Inspirou profundamente o ar (um pouco menos) estagnado da portaria e entrou no elevador. Desta vez, ninguém entrou com ela. Apertou o botão com o número oito quase apagado – o "três"que ficava entre o sete e o nove – e apenas subiu naquela máquina barulhenta. Por sorte, seu cérebro de lagarto funcionava a contento e nem os solavancos da caixa apertada lhe perturbaram a mente. Estava calma e lidaria da melhor forma possível com a situação que encontrasse, fosse ela qual fosse.

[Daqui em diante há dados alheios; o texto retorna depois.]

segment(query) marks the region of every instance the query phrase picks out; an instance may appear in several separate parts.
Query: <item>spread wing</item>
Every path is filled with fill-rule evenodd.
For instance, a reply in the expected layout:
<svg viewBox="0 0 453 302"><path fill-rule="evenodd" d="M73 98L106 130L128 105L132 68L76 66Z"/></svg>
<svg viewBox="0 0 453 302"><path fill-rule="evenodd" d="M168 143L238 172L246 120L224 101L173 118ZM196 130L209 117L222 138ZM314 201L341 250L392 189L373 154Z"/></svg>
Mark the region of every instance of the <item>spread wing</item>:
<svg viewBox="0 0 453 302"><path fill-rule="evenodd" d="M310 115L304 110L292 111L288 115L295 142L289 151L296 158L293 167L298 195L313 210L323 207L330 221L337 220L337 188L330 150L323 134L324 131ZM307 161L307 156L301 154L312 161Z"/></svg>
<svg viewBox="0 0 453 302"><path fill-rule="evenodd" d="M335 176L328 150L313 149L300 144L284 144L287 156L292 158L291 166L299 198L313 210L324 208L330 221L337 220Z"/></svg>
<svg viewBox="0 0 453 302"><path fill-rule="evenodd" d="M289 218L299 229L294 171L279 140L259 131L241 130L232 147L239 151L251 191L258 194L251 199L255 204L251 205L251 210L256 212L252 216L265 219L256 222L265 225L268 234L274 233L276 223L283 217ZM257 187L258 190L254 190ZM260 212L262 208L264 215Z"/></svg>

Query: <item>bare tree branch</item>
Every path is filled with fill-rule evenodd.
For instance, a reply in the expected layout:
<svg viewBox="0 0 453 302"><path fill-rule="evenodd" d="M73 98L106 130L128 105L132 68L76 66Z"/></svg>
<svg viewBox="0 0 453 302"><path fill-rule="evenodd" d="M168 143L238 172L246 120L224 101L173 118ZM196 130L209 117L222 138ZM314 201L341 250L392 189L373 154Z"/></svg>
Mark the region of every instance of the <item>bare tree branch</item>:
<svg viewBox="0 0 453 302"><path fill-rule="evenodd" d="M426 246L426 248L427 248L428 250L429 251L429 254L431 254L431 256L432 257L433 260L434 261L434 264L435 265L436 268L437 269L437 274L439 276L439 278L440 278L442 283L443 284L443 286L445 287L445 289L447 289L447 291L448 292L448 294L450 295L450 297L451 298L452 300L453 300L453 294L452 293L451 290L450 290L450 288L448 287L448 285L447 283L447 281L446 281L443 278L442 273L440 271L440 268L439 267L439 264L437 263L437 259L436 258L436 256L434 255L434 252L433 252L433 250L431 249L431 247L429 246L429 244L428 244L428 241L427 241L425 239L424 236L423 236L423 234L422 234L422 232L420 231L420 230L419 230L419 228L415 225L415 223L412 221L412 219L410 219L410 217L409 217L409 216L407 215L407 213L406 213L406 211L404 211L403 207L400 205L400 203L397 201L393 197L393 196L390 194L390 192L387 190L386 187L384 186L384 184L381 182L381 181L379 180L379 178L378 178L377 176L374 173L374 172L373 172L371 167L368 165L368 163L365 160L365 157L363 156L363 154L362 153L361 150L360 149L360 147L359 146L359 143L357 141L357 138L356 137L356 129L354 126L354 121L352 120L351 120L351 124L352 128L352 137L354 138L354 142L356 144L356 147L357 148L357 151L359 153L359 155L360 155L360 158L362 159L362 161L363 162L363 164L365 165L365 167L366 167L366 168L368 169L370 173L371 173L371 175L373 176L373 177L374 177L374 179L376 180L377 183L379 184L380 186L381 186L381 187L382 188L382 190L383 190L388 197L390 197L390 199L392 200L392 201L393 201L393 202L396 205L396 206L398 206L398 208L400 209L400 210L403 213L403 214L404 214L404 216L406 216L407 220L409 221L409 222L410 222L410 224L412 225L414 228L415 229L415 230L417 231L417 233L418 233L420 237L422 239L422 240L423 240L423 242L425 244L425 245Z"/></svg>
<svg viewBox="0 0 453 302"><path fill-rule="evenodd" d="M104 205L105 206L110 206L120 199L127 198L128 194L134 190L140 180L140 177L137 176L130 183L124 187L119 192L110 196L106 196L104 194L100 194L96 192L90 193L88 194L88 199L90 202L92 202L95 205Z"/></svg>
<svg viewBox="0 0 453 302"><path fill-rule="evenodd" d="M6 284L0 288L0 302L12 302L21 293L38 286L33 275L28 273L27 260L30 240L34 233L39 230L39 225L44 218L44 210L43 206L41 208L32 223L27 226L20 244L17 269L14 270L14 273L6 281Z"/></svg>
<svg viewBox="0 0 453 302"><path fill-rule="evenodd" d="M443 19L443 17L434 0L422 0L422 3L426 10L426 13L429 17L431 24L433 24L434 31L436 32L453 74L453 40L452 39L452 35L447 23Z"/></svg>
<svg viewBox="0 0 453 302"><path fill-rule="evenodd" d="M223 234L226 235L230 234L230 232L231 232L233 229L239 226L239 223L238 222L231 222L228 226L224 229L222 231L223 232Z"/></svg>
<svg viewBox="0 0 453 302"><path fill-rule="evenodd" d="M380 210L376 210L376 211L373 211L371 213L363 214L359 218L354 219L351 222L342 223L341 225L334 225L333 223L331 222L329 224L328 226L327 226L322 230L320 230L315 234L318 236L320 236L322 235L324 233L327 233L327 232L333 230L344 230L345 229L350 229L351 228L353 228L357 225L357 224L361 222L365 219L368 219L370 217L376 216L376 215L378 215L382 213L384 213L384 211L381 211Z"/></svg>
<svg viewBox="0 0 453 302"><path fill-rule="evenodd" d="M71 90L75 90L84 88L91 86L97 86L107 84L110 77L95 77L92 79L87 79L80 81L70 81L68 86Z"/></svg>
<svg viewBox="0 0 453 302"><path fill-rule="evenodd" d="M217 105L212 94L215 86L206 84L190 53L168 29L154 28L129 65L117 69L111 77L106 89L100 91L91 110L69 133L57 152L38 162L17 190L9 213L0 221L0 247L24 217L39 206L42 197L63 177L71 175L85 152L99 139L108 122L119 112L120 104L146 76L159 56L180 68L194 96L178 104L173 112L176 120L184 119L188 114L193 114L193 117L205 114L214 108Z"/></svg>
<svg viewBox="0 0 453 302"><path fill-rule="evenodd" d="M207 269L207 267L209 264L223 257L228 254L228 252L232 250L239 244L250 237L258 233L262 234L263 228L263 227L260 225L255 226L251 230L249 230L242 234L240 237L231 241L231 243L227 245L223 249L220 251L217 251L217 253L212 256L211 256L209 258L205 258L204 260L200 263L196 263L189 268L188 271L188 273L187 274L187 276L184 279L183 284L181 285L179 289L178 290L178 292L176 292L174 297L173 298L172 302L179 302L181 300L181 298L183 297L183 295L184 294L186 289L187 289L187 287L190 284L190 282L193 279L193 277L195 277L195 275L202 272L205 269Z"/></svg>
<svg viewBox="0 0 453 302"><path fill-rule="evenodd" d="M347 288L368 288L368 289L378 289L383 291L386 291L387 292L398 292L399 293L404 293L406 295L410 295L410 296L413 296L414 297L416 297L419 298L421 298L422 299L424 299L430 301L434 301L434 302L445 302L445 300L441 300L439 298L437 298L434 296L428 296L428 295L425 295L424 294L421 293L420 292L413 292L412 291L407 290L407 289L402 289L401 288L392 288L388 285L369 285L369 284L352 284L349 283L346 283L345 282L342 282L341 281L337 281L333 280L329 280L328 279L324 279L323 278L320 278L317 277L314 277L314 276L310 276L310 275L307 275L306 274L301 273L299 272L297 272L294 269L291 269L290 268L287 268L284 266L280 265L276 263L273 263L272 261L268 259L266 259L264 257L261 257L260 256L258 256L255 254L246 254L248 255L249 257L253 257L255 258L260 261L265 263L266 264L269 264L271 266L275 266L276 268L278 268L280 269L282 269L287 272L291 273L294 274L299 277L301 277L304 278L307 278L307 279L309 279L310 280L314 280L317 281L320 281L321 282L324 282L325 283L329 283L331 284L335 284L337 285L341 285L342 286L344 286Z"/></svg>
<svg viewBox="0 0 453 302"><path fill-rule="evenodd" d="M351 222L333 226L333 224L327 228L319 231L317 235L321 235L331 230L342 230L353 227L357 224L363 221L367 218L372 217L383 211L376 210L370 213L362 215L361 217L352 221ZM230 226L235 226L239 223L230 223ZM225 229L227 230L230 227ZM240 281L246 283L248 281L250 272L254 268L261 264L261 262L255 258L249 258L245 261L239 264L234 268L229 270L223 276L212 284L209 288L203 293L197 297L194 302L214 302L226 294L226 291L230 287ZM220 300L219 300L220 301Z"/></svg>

O elevador parou e Taís desceu. Deu dois passos – tomp! tomp! O som das botas sempre ecoava naquele corredor vazio – e aguardou um último segundo antes que as luzes automáticas se acendessem. Observou: Ninguém ali fora. Caminhou até sua porta, tirou o chaveiro do bolso, encaixou a chave tetra na fechadura. Girou-a devagar, ouvindo o barulho. Na porta logo ao lado, alguém repetiu esses movimentos, porém de dentro para fora. Taís puxou de volta a chave e, ainda lentamente, agitou o molho procurando a chave seguinte, a da fechadura menor. Tempo de sobra para que a pessoa da porta ao lado a abrisse. Mas não.

A voz da mulher gritou à distância, de dentro do apartamento vizinho:

"Não faz isso, eles são pessoas 'de bem'!"

Taís destravou a segunda fechadura.

O homem, uma voz logo ali, respondeu à voz distante da mulher:

"E daí?"

Taís empurrou sua porta empenada, arrastando-a um pouco pelo chão, e entrou. Fechou-a com o tranco de sempre, encaixou a chave tetra na fechadura e, tal como antes, girou-a lentamente. Bem lentamente. Somente então ouviu a porta ao lado se abrir. Em silêncio, ela acompanhou os passos de alguém que caminhava em direção à lixeira do prédio, puxando o catarro do fundo dos pulmões e em seguida cuspindo lá dentro.

Ele só queria intimidá-la. Não havia conseguido.

Tomada de euforia, Taís flutuou de cômodo a cômodo do apartamento, acendendo as luzes e apreciando aquele lugar, o "seu cantinho". Era a primeira vez que morava sozinha, e sentimento algum lhe era mais querido que o de liberdade. Um sorriso corria de ponta a ponta em seu rosto, e o pulso acelerado era resultado não somente da adrenalina, mas também da mais completa satisfação pessoal.

Ainda extática, puxou o smartphone da bolsa (o teclado destravado, precavida que era) e chamou o último número discado, o do celular de seu pai. Queria lhe contar que estava tudo bem – que, veja só!, ela sabia se cuidar e ele não precisava se preocupar, afinal. O pai atendeu logo ao primeiro toque.

"Tá em casa, filha? Tá tudo bem?", disparou a voz ansiosa do outro lado da linha.

De súbito, Taís perdeu o fôlego.

"Pai..."

Tanto a dizer, e ela não conseguia articular as palavras.

"Taís, o que houve, minha filha? Fala comigo!"

Silêncio. Já não se lembrava do que queria dizer há poucos minutos. Com a respiração bem rasa, ela juntou o ar que podia, somente o suficiente para dizer que...

"Pai... Quero voltar pra casa".

E o choro que se seguiu foi inexplicável e entrecortado por soluços.